Mary Cassatt at the Louvre (c.1880) by Edgar Degas

Mary Cassatt at the Louvre - Edgar Degas - c.1880

Artwork Information

TitleMary Cassatt at the Louvre
ArtistEdgar Degas
Art MovementImpressionism
Current LocationPrivate Collection

About Mary Cassatt at the Louvre

The artwork entitled “Mary Cassatt at the Louvre” is a pastel genre painting by Edgar Degas, dating from around 1880. This work is representative of the Impressionism movement and is currently held in a private collection. The artwork captures a scene within the hallowed halls of the Louvre Museum, an esteemed location that has inspired artists for centuries.

In this depiction, two figures are portrayed amid the grandeur of the museum’s interior. The focal point is a woman standing, rendered in profile, observing works of art hung on the wall. She is elegantly dressed in what appears to be period fashion, suggesting the attire of the late 19th century, with a hat on her head. Her posture is one of quiet contemplation or study, indicative of a visitor thoroughly engaged in the cultural experience of the museum. She holds what could be a walking stick or perhaps an umbrella.

Beside her, another woman is seated, looking intently at a hand-held object, which may be a guidebook or a small piece of art. Her back is turned toward the viewer, offering a glimpse into her interaction with the object in her hands; her attention is internal, concentrated on the item before her. Both figures are set against the blurred background of richly colored paintings, implying the vast and varied collection housed within the Louvre. The brushstrokes and texture created by the pastel medium add to the impressionistic quality of the scene, capturing the light and atmosphere of the moment with a sense of immediacy and tactile presence.

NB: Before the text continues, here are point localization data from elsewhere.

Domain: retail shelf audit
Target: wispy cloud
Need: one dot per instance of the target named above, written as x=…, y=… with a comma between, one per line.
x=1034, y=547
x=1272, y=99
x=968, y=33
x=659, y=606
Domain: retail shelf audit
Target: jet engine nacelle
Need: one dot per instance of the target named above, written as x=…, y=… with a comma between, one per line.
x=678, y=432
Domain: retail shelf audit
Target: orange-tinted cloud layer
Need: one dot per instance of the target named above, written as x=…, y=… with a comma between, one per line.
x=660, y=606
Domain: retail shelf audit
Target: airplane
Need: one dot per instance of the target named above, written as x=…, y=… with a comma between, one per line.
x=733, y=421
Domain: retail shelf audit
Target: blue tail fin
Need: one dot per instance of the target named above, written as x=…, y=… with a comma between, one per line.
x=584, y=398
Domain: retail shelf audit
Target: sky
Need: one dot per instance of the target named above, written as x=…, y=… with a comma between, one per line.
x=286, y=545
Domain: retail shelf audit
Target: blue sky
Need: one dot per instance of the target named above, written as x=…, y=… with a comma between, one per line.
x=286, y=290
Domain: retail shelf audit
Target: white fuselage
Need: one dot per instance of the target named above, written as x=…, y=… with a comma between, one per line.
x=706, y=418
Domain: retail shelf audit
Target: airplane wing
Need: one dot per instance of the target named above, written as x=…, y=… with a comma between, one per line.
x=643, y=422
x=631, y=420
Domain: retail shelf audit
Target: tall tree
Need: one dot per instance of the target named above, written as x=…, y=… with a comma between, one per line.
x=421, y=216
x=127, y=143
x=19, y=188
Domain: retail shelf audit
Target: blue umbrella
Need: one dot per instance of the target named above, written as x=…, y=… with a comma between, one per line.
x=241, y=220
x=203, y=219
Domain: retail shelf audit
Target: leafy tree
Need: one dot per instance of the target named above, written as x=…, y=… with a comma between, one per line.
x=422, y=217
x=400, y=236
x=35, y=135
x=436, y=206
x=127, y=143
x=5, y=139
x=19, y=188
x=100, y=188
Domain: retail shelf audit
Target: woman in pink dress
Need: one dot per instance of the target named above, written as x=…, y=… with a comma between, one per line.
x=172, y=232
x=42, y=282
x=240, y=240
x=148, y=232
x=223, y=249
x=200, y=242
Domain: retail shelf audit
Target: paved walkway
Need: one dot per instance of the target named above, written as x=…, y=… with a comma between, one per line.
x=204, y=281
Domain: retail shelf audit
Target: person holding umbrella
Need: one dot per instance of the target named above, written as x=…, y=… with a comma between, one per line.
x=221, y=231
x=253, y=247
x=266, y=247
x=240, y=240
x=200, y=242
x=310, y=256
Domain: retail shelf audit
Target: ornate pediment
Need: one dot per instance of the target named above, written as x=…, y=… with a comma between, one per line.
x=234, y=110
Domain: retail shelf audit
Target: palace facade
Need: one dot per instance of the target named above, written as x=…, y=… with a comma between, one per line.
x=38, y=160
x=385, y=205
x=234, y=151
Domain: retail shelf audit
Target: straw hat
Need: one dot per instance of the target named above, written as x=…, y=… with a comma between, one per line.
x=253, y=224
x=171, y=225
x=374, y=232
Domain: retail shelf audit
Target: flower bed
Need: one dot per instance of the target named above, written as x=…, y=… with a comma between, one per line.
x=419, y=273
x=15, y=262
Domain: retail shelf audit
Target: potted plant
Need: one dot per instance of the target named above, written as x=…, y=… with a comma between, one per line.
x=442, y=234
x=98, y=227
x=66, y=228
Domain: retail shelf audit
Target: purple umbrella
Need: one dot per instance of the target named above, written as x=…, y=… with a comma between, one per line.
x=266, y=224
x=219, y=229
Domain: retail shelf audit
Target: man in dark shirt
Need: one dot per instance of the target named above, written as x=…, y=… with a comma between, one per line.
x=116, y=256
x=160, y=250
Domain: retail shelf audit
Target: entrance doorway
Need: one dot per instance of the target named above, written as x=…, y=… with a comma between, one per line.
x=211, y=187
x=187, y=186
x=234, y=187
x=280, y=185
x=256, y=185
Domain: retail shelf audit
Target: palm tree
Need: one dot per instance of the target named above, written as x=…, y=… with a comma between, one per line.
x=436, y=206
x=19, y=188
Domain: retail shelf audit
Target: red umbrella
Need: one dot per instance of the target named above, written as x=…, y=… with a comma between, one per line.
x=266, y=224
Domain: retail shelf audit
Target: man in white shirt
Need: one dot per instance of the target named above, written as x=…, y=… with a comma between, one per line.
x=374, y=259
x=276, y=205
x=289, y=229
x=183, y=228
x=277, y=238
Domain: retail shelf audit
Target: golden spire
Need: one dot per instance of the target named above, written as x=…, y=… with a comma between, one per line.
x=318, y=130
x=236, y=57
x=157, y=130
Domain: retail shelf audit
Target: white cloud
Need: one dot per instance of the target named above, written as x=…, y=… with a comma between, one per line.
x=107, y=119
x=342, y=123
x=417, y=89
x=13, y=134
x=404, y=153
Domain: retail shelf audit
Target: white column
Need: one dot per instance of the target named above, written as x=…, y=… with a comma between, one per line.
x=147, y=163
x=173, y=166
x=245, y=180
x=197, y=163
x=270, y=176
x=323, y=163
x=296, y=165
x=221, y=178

Degas’ choice of pastel, a medium known for its vibrant color and soft texture, allows for an intimate and evocative portrayal of the two women, emphasizing the personal nature of their engagement with art. The genre painting explores the act of viewing and appreciating art itself, a theme that would be close to the heart of any artist, especially those of the Impressionist movement, who were deeply concerned with the visual experience and the dynamic interaction between the viewer and the subject.